Thursday, July 8, 2010

Man, no arms AND he's in hell? That sucks.














It's kind of disgusting, but I find myself charmed by Hawkeye here. And you're all, "Well, YEAH, it's Clint, he's supposed to be charming." Nope, that's Bullseye. And now I feel unclean.















This is pretty hilarious in and of itself, but even more so when you figure out who that mysterious no-armed man is.

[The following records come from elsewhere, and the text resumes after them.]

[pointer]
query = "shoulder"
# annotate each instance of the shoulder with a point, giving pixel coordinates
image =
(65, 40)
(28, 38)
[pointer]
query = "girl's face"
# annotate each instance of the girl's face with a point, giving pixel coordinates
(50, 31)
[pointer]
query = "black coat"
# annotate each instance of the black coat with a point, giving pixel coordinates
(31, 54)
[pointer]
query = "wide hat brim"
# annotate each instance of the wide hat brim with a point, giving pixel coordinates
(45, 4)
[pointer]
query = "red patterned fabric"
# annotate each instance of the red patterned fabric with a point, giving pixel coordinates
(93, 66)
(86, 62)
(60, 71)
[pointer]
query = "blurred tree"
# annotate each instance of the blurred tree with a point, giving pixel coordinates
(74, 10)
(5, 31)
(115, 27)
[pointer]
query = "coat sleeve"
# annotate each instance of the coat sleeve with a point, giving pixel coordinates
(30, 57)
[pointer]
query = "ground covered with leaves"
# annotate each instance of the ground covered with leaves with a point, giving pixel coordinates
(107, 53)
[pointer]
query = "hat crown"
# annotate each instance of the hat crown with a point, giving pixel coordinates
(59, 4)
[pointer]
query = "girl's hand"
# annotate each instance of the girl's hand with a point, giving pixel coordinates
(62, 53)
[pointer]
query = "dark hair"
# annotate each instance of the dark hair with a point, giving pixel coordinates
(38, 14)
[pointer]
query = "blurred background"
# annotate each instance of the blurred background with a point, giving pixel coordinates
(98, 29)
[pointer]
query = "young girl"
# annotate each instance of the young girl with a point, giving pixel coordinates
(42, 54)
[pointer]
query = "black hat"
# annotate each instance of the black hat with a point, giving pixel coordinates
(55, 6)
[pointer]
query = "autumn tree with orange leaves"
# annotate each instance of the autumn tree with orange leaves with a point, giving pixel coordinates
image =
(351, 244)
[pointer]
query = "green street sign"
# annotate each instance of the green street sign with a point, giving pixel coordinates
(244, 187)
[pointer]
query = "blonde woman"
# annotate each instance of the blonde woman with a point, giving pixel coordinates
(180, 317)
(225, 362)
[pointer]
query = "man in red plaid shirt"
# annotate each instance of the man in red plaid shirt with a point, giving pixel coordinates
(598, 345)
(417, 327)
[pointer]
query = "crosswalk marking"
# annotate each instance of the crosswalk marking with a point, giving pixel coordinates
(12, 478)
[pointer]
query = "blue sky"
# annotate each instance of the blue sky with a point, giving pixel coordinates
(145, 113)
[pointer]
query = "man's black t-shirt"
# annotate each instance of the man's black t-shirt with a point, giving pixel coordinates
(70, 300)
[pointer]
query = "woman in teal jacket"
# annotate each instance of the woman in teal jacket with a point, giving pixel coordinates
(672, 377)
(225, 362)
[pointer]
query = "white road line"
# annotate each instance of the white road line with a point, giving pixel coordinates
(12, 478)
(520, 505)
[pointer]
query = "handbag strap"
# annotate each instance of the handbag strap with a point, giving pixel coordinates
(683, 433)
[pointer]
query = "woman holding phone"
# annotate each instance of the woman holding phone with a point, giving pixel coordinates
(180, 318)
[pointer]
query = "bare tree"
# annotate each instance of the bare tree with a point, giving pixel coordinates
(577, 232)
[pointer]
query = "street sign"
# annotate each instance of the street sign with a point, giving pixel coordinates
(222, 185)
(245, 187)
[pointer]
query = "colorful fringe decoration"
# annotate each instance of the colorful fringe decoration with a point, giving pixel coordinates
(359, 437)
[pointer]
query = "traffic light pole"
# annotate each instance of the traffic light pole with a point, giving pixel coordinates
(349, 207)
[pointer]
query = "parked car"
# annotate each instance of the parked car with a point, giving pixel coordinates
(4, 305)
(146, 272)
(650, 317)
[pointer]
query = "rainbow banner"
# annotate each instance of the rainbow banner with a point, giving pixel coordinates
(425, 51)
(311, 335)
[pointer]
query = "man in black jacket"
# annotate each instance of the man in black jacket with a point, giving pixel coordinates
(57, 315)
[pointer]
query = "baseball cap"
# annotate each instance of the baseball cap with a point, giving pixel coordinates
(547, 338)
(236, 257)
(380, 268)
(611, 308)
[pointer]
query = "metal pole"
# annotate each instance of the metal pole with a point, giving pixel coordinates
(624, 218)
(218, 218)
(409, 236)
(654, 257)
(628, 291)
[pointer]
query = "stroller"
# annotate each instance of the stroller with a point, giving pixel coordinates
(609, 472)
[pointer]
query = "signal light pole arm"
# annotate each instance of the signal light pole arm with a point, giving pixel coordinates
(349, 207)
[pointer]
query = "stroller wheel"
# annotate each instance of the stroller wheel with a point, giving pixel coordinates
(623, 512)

Believe it or not, people actually do this. I was a waitress for a very miserable two months of my life. True story: Every day, a group of old men came in for coffee or sometimes actual food. One guy wanted to order something and this is how the conversation went:
Man: (Point, mumble)
Me: Kid's fish and chips?
Man: Kid's stuff.
Me: Fish and chips?
Man: (indeterminate head gesture)

So I'm like, okay, whatever, put the order in. I give him his food, he eats everything, blah blah, then he waves me down and is like, "That was some delicious pizza!" I pretended I had no idea what he was trying to tell me so that I didn't have to deal with it. Basically, I got him the wrong thing, he ATE THE WHOLE THING, and then decided to bust my balls about it after. I mean seriously? If you just told me I brought you the wrong thing first off, I could have switched it. But then you ate the wrong thing and make me feel stupid, and nobody wins. Don't eat the whole thing and then bitch at me about the meal THAT YOU JUST ATE. Moral of the story: never, ever, be a server. It sucks.